El lunes estuve conversando con los amigos en el novenario del poeta Florencio Echeverría*. Repartieron caramelos como él solía hacerlo en vida. Tenía una facilidad enorme de reunir a los mundos, en su nicho de vida permanecían juntos santos, héroes y energías de todas las latitudes posibles. Así como mantenía correspondencia con el Papa, lo hacía a su manera con María Lionza. Florencio es de todos los mundos, logró asociarse a sus múltiples formas mientras el común de los seres las percibe escindidas y aisladas.

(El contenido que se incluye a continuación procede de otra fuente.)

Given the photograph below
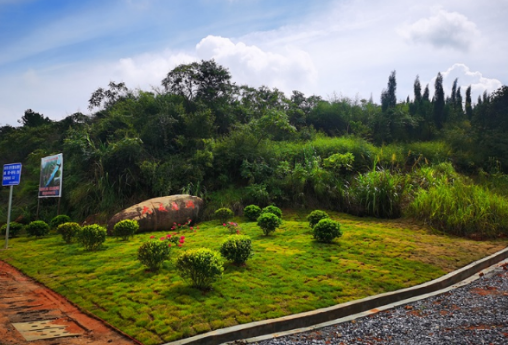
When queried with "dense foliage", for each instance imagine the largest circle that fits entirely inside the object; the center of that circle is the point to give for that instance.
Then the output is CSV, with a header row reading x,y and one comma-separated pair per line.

Hay que despojarse de la racionalidad dominante, de los límites fracasados de la razón humana en cuanto a política, ideología y religiosidad para adentrarse y comprender, no necesariamente compartir, la mezcla, la simbiosis de lo plural que pueda materializarse en una persona, grupo o movimiento. Lo que sobresale es la capacidad de reducir la capa que separa a los seres humanos, una cordialidad infinita, dulce subversión frente a las distancias ridículas que establece la cultura de la división. Estos seres, de altura que sobrepasa los techos normales de lo humano, no pueden dejar de vivir.
Tomo uno de los caramelos que me ha regalado Frank y su sobrina. Es verde y dulce. Se convierte en paisaje y lenguaje. Al mismo tiempo reviso uno de los últimos poemas que recibí de las manos de Florencio. Es indescifrable, lo echo a volar en medio del verdor de la mañana. Está hecho de un lenguaje superior, súbito, en clave maravillosa de la dulzura de dioses escondidos detrás de las nubes. La poesía, su poesía es la capacidad de comunicarse desde esta y otras claves. Una sociedad triste y deprimida no comprende ciertas dimensiones de lo humano. “Este mundo está hecho de muchos materiales extraordinarios que a veces se concentran en un lugar o en una persona. Lo ideal sería lograr el diálogo y la celebración de todas estas cosas ocultas o encubiertas por la razón miedosa de la existencia”.
Este tipo de miedo es de antigua data. Entonces, el miedo se organiza para caerle a palos a lo que huele a distinto. Con la fuerza de un caramelo convertido en paisaje y poema, Florencio disipaba las distancias, lograba reunir los laberintos y convertía el delta humano en una flor. Tamaña sutileza del gentil amoroso. No puede ser tomado como una excepción sino como un logro, la sutileza va delante enarbolando sus estrellas, cantando, desordenando a la ordenada sociedad triste y deprimida. A esta fiesta de la sutileza no le podía faltar la mistela, es decir la dulzura misma, bebida con el cuenco o la copa del corazón. “Un hilo secreto de mistela, imborrable, lo enlaza con las fiestas más antiguas. Revuelve palabras venidas de distintos idiomas. Recupera de antiguos grafitos dibujos y sueña con llevarlos a la escuela para que los muchachos descubran esas conexiones que yacen debajo de los caminos”.
La muerte, en todas las culturas, es un viaje al más allá. Cada una trata de asegurar este viaje a su manera. Voy por otro caramelo, sabor a piña, amarillo como un pequeño Sol. Antes de cerrar esta carta, o este intento de conversa con Florencio, creo leer en sus últimos versos, “No podemos dejar de vivir…”
*Nació en Trujillo, Venezuela, 1947. Murió acá mismo hace pocos días.